Makarius, the author of the answer above, also gave a detailed explanation of why CPS has bad performance properties.
At first approximation, there is a difference in "locality" of memory access, when a program just runs forward on the heap in CPS style, instead of the traditional growing and shrinking of the stack.
However, it's not clear to me why continuation-passing-style implementations need to use the heap in the sense of using the abstraction provided by malloc and free and not some other kind of allocator.
My understanding is that the malloc/free abstraction is maximally flexible in the sense that no constraints at all are imposed on the lifetime of different fragments of memory, as opposed to the stack which is strictly FIFO.
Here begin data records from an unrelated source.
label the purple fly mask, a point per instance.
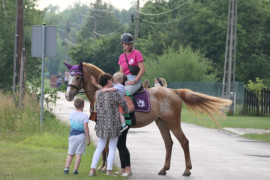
(74, 70)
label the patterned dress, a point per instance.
(108, 120)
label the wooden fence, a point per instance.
(254, 105)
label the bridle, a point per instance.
(76, 87)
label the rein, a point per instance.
(77, 88)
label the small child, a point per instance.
(79, 133)
(120, 88)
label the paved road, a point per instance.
(215, 154)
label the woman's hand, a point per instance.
(130, 82)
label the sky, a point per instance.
(63, 4)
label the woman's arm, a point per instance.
(121, 69)
(139, 75)
(112, 89)
(120, 100)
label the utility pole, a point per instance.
(136, 32)
(66, 44)
(228, 89)
(15, 55)
(20, 31)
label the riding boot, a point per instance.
(132, 118)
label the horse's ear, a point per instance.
(81, 67)
(68, 65)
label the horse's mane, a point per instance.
(92, 69)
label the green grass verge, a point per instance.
(30, 153)
(255, 122)
(42, 156)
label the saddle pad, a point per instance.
(142, 101)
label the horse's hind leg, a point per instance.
(177, 131)
(165, 133)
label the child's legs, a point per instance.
(69, 160)
(77, 161)
(122, 118)
(99, 149)
(112, 148)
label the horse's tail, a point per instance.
(203, 103)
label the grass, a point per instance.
(28, 153)
(255, 122)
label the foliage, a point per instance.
(32, 16)
(50, 95)
(104, 58)
(255, 87)
(20, 120)
(183, 65)
(23, 144)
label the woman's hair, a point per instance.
(118, 77)
(164, 82)
(159, 81)
(146, 84)
(103, 79)
(78, 103)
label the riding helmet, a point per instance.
(126, 38)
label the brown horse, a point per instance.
(166, 105)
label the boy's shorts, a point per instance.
(120, 110)
(76, 144)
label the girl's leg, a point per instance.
(99, 149)
(123, 150)
(69, 160)
(77, 161)
(112, 148)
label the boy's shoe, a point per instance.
(92, 174)
(66, 171)
(123, 129)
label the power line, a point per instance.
(163, 23)
(108, 34)
(146, 14)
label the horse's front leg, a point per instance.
(177, 131)
(165, 133)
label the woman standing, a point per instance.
(108, 123)
(131, 59)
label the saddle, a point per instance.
(141, 103)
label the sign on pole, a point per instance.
(43, 44)
(50, 41)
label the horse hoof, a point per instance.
(103, 169)
(162, 173)
(187, 173)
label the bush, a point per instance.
(184, 65)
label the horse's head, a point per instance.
(75, 80)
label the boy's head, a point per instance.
(79, 103)
(118, 78)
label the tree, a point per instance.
(183, 65)
(32, 16)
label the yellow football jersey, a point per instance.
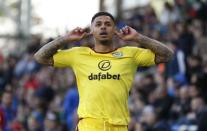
(104, 80)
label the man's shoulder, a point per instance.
(76, 49)
(130, 49)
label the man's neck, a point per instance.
(103, 48)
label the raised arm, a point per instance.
(45, 54)
(162, 52)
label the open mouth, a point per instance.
(103, 33)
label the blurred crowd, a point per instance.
(167, 97)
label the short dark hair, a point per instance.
(102, 13)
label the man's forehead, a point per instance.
(103, 18)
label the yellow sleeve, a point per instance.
(64, 58)
(144, 57)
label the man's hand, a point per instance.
(76, 34)
(127, 33)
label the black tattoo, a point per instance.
(162, 52)
(45, 54)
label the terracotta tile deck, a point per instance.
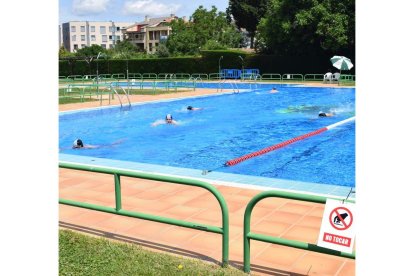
(272, 216)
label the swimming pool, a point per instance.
(227, 127)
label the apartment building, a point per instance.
(146, 35)
(79, 34)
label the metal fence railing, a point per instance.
(117, 173)
(249, 235)
(212, 76)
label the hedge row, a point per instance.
(207, 63)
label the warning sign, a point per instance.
(337, 229)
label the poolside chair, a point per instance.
(327, 77)
(336, 76)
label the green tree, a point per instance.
(162, 50)
(90, 51)
(64, 53)
(204, 27)
(247, 14)
(308, 27)
(123, 50)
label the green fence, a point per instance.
(271, 77)
(248, 235)
(313, 77)
(117, 173)
(149, 76)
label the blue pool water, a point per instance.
(227, 127)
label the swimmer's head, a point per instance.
(77, 144)
(168, 118)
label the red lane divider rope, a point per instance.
(274, 147)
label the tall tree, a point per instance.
(206, 29)
(89, 51)
(247, 14)
(308, 27)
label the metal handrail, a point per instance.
(313, 77)
(224, 230)
(248, 235)
(271, 76)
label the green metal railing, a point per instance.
(224, 230)
(345, 77)
(211, 76)
(271, 77)
(200, 75)
(182, 76)
(118, 76)
(135, 76)
(313, 77)
(248, 235)
(294, 77)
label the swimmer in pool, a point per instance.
(78, 144)
(168, 120)
(325, 114)
(191, 108)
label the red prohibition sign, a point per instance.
(335, 216)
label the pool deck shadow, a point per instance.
(278, 217)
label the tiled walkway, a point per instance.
(277, 217)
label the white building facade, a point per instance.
(79, 34)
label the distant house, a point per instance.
(79, 34)
(146, 35)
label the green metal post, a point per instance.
(296, 244)
(224, 231)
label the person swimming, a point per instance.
(324, 114)
(168, 120)
(78, 144)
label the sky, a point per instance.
(130, 10)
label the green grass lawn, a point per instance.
(80, 254)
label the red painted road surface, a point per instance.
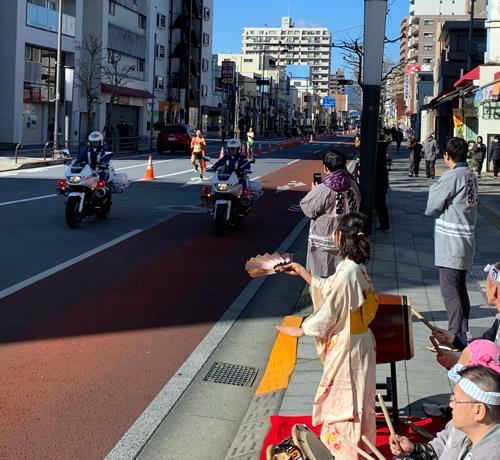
(83, 352)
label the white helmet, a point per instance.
(233, 144)
(95, 136)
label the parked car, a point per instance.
(175, 138)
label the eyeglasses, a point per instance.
(458, 401)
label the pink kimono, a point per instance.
(345, 399)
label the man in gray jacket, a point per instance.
(453, 200)
(474, 432)
(430, 150)
(325, 205)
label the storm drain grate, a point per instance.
(231, 374)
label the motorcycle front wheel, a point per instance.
(73, 216)
(220, 220)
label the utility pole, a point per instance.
(374, 32)
(470, 50)
(58, 78)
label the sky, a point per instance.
(344, 18)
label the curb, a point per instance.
(35, 164)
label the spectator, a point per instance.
(453, 200)
(474, 432)
(415, 149)
(381, 187)
(325, 205)
(479, 150)
(430, 149)
(399, 138)
(495, 155)
(449, 358)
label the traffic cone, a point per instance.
(150, 175)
I'm wondering whether all that flexibility is really necessary though, or if more efficient implementations of CPS are possible.
As a quick straw man, if we took an ordinary language without continuations like Python or C, and translated it to CPS (in an extension of the language with continuations), then we could implement that subset of the expanded language using a stack.
In other words, a CPS-y language or intermediate language that doesn't use its newfound powers in exotic ways should theoretically be able to be treated like a non-CPS language.
This makes me wonder whether there are efficient strategies for implementation CPS-y languages.